Fin 2017, alors que la Ville de Chartres vient d’acheter les locaux et le fonds d’archives des ateliers Lorin, plusieurs campagnes photographiques sont conduites en urgence par le Service Patrimoine et Inventaire afin de préserver la mémoire des lieux, préalablement aux travaux de sauvegarde projetés par la Ville, et avant le déplacement des archives dont la préservation était menacée avant cette acquisition. Les conditions de conservation de ces dernières sont en effet préoccupantes, les documents entassés étant exposés aux fluctuations de température et d’hygrométrie, à la poussière et à la lumière.
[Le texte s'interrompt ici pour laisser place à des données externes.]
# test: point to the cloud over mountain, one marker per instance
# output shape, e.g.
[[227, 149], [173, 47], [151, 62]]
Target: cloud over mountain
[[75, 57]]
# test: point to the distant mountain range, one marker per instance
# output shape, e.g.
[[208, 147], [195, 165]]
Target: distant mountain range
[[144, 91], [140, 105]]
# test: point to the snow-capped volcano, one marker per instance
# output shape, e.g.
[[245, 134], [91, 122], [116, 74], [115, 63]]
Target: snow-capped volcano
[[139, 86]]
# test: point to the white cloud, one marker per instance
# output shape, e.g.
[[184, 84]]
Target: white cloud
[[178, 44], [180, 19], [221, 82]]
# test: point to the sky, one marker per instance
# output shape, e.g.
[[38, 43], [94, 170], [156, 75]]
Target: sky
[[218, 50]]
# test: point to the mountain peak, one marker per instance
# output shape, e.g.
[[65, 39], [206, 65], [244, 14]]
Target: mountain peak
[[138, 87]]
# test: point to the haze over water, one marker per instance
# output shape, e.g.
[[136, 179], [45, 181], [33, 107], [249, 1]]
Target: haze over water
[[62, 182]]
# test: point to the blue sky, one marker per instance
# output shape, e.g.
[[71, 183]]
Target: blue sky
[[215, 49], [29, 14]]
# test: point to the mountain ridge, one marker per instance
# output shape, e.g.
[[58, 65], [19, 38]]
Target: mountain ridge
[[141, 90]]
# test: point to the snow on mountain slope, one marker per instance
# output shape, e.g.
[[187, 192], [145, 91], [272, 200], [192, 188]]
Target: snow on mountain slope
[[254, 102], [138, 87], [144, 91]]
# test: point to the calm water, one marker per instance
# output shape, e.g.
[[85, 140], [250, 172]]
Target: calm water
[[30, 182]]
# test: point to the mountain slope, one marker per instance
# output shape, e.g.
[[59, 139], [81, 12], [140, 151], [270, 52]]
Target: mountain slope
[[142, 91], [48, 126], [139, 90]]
Leur déplacement est également nécessaire à la conduite de leur classement qui est effectué en grande partie en 2019-2020 par le service des archives municipales de la ville.
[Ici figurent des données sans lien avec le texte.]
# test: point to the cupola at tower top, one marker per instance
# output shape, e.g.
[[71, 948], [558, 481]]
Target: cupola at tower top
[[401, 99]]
Les documents conservés dans le fonds Lorin sont de nature très diverse : carnets de commandes, notes quotidiennes du chef d’atelier, correspondance, devis, factures, inventaires de matériel, maquettes, cartons de vitraux, plaques photographiques…Chacun de ces documents apporte de riches informations concernant l’activité et l’organisation de l’atelier, ses équipements et sa capacité à traiter les commandes. Ils se complètent les uns les autres et renseignent une activité continue de 1869 à 1972. La volumétrie du fonds Lorin a été évalué à 59 ml d’archives écrites, 15 000 maquettes et croquis, 25 000 cartons, 8 ml de photographies collées sur carton et plus de 2000 plaques de verre photographiques. Quelques lacunes, dues aux aléas de plus de 160 ans de vie d’un établissement, sont cependant à déplorer. On constate en particulier l’absence totale d’archives correspondant aux six premières années de l’atelier (1863-1868) avant son installation rue de la Tannerie, la perte d’une partie de la correspondance réceptionnée au XXe siècle, la disparition de nombreuses maquettes et l’absence des ouvrages de la riche bibliothèque vendus en 1973 par les héritiers de François Lorin.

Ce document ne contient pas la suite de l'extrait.